Kraken Crypto Exchange Hit by Exploitation and Extortion from Security Firm CertiK
In a shocking revelation, the prominent cryptocurrency exchange Kraken (often referred to as the "Kraken") disclosed a serious security incident last night. Fortunately, no customer funds were lost. However, the exchange unveiled that the security firm CertiK exploited a vulnerability to carry out asset theft and extortion.
The incident began when Kraken received a notification from a security researcher about a critical vulnerability within the exchange. This flaw could potentially allow attackers to manipulate account balances for withdrawals, stemming from a design flaw in Kraken's deposit process.
Upon receiving the notification, Kraken spent 47 minutes to confirm and rectify the vulnerability. Subsequent investigations revealed three accounts exploiting this flaw, one of which was linked to the notifying researcher, supposedly for testing purposes.
The researcher demonstrated the bug's validity by creating a fake balance of $4 in their account, a move acknowledged by Kraken. According to their bug bounty program, this researcher was eligible for a substantial reward.
Typically, this would conclude the interaction between a white-hat hacker and the platform, with the next steps involving the issuance of the bug bounty. However, Kraken's situation took a turn for the worse.

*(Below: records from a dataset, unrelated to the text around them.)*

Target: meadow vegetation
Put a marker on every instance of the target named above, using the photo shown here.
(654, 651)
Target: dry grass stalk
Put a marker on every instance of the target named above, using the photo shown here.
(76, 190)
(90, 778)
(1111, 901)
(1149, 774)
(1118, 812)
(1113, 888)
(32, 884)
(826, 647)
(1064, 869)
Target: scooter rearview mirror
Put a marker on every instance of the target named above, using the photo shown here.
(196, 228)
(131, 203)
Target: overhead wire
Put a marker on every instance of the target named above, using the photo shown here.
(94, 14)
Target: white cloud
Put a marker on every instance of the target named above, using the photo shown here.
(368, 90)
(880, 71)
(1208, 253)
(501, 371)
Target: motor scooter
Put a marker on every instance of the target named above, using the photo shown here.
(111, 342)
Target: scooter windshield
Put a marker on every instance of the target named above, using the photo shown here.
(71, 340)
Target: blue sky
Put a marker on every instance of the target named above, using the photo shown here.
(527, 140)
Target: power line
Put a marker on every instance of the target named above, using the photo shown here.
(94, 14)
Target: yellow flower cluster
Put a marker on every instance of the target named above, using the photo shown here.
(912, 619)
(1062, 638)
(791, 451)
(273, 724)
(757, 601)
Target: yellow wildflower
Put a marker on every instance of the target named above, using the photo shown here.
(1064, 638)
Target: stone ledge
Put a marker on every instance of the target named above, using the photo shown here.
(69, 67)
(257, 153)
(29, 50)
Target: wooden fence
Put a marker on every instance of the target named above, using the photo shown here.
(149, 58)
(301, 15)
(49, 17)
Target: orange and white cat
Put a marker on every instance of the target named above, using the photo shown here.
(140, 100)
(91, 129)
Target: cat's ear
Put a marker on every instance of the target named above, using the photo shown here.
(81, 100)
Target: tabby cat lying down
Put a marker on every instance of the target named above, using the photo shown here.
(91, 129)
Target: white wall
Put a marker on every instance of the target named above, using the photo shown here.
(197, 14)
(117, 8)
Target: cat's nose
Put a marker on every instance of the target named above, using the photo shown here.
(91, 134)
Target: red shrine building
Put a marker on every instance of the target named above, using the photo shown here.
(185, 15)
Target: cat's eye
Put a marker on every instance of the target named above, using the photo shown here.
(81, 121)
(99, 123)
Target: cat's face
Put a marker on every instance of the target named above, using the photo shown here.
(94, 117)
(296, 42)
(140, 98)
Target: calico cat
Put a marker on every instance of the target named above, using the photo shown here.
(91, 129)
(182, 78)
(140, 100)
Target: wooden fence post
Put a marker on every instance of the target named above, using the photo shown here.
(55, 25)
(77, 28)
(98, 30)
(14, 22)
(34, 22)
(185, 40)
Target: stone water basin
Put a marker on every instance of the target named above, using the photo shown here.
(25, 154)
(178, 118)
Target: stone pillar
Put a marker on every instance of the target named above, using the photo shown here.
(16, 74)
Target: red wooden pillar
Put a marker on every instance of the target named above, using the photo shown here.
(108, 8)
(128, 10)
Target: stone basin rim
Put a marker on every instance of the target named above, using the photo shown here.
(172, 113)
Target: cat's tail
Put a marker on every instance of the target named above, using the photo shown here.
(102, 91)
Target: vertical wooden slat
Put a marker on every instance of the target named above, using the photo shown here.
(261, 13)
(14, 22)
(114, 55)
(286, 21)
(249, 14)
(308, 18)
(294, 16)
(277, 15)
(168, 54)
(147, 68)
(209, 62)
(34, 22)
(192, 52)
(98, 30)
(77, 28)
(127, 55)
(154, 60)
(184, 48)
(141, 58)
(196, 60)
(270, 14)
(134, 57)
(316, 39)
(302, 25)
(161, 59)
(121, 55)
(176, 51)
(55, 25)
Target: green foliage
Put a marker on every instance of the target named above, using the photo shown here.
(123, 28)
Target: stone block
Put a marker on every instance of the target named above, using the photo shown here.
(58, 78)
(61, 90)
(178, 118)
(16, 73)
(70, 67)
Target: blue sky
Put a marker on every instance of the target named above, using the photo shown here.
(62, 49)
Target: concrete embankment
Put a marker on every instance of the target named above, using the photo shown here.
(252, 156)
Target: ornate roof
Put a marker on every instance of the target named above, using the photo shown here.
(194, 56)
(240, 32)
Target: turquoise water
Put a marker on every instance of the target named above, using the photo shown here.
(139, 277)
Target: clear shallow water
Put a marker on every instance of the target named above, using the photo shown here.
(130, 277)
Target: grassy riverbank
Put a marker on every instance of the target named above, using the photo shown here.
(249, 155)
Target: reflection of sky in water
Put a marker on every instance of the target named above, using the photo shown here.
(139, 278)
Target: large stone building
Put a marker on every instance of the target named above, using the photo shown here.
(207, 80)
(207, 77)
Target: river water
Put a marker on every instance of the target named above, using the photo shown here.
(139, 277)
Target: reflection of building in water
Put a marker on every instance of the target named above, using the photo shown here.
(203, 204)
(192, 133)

Unethical Extortion by a Security Firm:
Kraken discovered two other accounts that had not only exploited the vulnerability to create fake balances but also withdrew cryptocurrency worth up to $3 million. This action diluted the exchange's funds, forcing Kraken to replenish the lost assets.
Upon further investigation, Kraken found that these activities were linked to the same group of researchers from CertiK. Despite the potential for a straightforward resolution—returning the withdrawn assets and discussing the bug bounty—CertiK allegedly refused to refund the stolen amount and instead requested negotiations with Kraken's business department.
CertiK suggested that Kraken estimate the potential financial damage caused by the vulnerability, hinting at a desire to calculate the bug bounty based on hypothetical losses rather than the established program guidelines. Such demands are clearly extortionate and unacceptable to Kraken.
Kraken has since reached out to law enforcement agencies and publicly disclosed these events, seeking to combat CertiK's extortion tactics and expose their actions.
Illicit Activities and Legal Concerns:
Further investigations revealed that the withdrawn assets were laundered through the Tornado mixer, a platform sanctioned by the U.S. government, making any transactions with it illegal for American citizens and companies.
Despite the backlash, CertiK responded without addressing their misconduct, emphasizing the critical vulnerability they had uncovered at Kraken.
To date, CertiK has returned some funds but not in full, including 734 Ethereum, 29,000 USDT, and 1,021 Monero coins. Kraken's requested return included significantly more, raising questions about potential losses through CertiK's transfer and mixing operations.
The discrepancy in returned funds remains unresolved, leaving the crypto community awaiting further developments between Kraken, CertiK, and law enforcement agencies.